Porter has seen competition build in the mid-range since she started. “We’ve learned very quickly that it’s not actually so much about the product, it’s about the people. So it’s about customer service.”

That sees Porter and staff member Shannon responding quickly to questions on their social media platforms, and replacing returns promptly.

“If something goes wrong, I don’t look at where they bought it or question anything, we just send a replacement straightaway,” Porter says. “We’re always available. So I show up on social media a lot. I do a lot of Instagram stories. So my customers have gotten to know me.

“And we try to get back to email on the same day. We’ve got a chat system on the website that comes through to my phone. So when people are asking questions, a lot of the replies are either from me or from Shannon, where we know our stuff. It’s not just selling a product and then leaving them to it.
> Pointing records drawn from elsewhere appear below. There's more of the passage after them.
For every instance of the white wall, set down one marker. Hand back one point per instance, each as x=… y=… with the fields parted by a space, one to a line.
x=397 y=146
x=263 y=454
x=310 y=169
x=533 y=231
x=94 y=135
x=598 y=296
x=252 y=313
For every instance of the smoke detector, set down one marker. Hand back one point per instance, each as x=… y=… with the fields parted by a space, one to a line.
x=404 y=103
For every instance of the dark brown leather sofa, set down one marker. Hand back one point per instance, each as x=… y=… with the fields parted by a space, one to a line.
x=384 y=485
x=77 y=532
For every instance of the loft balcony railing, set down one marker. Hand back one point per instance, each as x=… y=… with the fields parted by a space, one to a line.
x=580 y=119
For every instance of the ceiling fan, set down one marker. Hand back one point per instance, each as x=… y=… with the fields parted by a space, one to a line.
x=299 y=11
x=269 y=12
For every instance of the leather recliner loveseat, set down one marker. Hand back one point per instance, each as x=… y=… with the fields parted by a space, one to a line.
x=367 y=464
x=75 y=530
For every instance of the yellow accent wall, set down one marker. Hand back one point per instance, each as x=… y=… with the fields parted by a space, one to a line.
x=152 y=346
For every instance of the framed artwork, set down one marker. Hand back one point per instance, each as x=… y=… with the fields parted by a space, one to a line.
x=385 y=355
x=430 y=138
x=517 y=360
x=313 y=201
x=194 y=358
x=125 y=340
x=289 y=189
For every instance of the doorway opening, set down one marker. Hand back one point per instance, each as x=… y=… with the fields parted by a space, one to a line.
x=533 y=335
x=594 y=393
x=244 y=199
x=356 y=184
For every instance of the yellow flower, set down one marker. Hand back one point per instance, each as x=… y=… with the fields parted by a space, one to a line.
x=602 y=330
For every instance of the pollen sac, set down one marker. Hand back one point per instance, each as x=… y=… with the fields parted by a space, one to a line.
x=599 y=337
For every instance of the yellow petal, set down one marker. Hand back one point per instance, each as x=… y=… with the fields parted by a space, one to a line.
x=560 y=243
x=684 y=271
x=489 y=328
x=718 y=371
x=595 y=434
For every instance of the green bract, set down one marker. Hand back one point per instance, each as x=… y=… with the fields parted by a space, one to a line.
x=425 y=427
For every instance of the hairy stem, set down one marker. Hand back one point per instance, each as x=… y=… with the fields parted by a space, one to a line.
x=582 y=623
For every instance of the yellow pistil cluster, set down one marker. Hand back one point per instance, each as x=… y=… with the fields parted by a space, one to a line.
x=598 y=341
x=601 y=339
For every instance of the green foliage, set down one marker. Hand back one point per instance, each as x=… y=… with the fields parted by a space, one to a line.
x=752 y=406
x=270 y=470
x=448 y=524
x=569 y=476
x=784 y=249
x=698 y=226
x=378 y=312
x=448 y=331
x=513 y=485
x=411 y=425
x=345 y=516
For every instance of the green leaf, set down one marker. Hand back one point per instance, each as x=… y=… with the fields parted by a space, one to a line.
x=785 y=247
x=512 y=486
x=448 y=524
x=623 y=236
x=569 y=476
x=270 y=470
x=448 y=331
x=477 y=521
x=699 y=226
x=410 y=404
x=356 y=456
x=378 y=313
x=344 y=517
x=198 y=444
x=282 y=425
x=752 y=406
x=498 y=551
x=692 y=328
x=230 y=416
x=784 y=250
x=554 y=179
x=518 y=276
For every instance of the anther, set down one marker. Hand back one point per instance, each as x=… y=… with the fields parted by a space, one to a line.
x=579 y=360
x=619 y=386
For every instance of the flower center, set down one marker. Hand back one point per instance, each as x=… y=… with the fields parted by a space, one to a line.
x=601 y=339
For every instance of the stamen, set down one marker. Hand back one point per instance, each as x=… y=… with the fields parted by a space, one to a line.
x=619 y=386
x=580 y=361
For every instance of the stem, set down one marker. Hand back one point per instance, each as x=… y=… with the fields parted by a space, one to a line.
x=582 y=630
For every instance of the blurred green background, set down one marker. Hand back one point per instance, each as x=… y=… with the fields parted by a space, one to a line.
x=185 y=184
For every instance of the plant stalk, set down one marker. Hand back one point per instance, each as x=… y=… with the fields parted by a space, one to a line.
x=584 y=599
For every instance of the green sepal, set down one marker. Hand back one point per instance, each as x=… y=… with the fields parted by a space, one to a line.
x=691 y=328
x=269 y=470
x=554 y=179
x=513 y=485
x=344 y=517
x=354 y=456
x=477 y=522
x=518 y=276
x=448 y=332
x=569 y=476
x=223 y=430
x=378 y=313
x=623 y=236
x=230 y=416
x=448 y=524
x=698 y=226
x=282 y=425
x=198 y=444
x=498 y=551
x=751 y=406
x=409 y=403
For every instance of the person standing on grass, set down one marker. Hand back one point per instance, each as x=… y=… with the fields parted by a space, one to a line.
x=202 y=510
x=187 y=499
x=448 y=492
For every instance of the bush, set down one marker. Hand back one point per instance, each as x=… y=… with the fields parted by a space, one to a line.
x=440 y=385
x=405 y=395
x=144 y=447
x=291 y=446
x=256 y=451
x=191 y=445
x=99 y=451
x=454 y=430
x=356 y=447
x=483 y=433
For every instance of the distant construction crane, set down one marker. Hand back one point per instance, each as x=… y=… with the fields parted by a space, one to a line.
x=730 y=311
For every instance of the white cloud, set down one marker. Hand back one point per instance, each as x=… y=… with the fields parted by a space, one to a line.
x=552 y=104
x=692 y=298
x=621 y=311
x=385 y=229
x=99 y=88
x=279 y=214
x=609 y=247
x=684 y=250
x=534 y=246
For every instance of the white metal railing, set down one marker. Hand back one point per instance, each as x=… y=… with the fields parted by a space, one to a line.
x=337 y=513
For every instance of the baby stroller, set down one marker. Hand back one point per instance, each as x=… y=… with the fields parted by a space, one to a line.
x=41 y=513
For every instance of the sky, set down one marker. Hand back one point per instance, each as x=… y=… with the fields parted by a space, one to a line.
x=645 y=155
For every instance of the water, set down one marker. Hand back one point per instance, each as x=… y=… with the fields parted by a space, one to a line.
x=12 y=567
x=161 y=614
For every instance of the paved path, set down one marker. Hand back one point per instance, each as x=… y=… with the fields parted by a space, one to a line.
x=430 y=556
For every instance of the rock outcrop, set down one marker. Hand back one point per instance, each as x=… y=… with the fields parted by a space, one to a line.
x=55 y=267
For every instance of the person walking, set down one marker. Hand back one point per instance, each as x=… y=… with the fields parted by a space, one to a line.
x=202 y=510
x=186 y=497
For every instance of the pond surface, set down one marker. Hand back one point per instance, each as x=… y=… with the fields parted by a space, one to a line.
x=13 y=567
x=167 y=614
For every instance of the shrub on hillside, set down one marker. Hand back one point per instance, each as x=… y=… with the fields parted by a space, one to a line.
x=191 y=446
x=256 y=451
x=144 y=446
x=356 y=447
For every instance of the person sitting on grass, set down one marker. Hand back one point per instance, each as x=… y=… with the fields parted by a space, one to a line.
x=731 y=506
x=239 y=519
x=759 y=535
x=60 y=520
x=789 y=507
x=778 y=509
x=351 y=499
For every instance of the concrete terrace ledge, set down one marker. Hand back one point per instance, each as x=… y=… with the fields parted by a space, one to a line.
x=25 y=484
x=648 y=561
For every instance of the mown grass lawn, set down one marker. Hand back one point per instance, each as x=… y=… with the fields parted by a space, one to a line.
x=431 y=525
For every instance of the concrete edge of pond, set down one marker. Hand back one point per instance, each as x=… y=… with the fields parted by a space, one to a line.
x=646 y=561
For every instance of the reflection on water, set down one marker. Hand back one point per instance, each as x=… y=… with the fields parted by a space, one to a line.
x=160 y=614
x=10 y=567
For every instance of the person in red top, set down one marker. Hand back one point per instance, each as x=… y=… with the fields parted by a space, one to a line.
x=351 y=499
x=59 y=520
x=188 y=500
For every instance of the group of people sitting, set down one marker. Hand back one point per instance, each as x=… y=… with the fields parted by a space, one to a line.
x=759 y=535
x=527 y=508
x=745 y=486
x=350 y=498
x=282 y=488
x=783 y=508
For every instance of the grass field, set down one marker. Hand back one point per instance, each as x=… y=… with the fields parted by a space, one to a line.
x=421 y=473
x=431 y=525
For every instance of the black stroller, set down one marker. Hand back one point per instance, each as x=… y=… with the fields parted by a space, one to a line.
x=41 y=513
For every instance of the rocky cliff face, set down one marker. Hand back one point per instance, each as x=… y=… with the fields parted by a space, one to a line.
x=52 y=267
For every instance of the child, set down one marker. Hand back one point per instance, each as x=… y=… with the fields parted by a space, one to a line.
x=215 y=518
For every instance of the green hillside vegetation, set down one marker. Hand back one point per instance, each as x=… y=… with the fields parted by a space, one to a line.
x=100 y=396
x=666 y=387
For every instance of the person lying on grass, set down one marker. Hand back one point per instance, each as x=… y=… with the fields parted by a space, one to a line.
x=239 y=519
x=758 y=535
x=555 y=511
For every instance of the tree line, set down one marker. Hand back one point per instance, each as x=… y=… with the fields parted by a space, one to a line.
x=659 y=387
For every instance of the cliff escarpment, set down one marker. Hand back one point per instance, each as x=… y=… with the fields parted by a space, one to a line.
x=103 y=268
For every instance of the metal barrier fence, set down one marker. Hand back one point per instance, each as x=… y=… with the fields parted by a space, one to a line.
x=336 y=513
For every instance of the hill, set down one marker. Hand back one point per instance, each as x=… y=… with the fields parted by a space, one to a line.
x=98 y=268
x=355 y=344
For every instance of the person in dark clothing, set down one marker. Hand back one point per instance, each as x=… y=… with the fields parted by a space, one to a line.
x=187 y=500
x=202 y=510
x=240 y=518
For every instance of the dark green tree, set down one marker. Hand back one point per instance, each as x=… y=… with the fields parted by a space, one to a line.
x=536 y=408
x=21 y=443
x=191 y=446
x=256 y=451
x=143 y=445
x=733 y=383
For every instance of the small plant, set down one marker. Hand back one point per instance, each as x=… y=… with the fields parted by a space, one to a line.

“They’ll come back and say, ‘Okay, I tried this, and it’s not working’, or ‘we’re having leaks here’, or ‘why is this happening?’ And we give them that full customer service. Because you can walk into a big box retailer, and walk away with a product and not know how to use it.”

Porter says she chooses products based on helping the parenting journey, and not being overwhelming. That sees her limiting the range within each category.

“It’s not necessarily about having the cheapest option, but it’s about making sure that the price matches the quality so if somebody’s buying something they’re getting good quality.”

In a year of disruption, Covid-19 actually proved beneficial to Bear & Moo, which makes 95 percent of its sales online.

With nappies “flying off the shelves” at supermarkets and reluctance to shop in person, Porter says some turned to online.

Bear & Moo were classed as an essential business, but Porter says they were careful to deliver only to customers in genuine need during level four, while others had to wait till level three. That saw them with hundreds of orders ready to go the day level three kicked in.

“So April was the best month we’d ever had,” Porter says. “We were really lucky, we had a launch planned for the beginning of April, so all of our stock had just arrived.

“Covid was really beneficial for our business, which is really hard because I know so many people struggled.”

In November Porter’s company, Bear & Moo, won the Micro Business and People’s Choice awards at the Westpac Waikato Business Awards, just two months after winning the Oh Baby award for best cloth nappy, voted on by the public. Porter is delighted with the dual recognition, with one customer-driven and the other an endorsement of the business approach.

Entering the business awards was good because it meant she stepped back and looked at what the company had done and why. “It forced me to stop and be proud of how far we’ve come and look at some of the strategy behind it.”

She says winning People’s Choice as well on the night was also about customer validation. “I think both are really important. If you’ve got a great business model, but your reputation is not good because your customers aren’t happy, then you’re not going to succeed. And you can have great customer service and be running a business into the ground with no profits because you don’t have the business nous.

“So to get both just married together gave the idea that actually we’re doing something right.”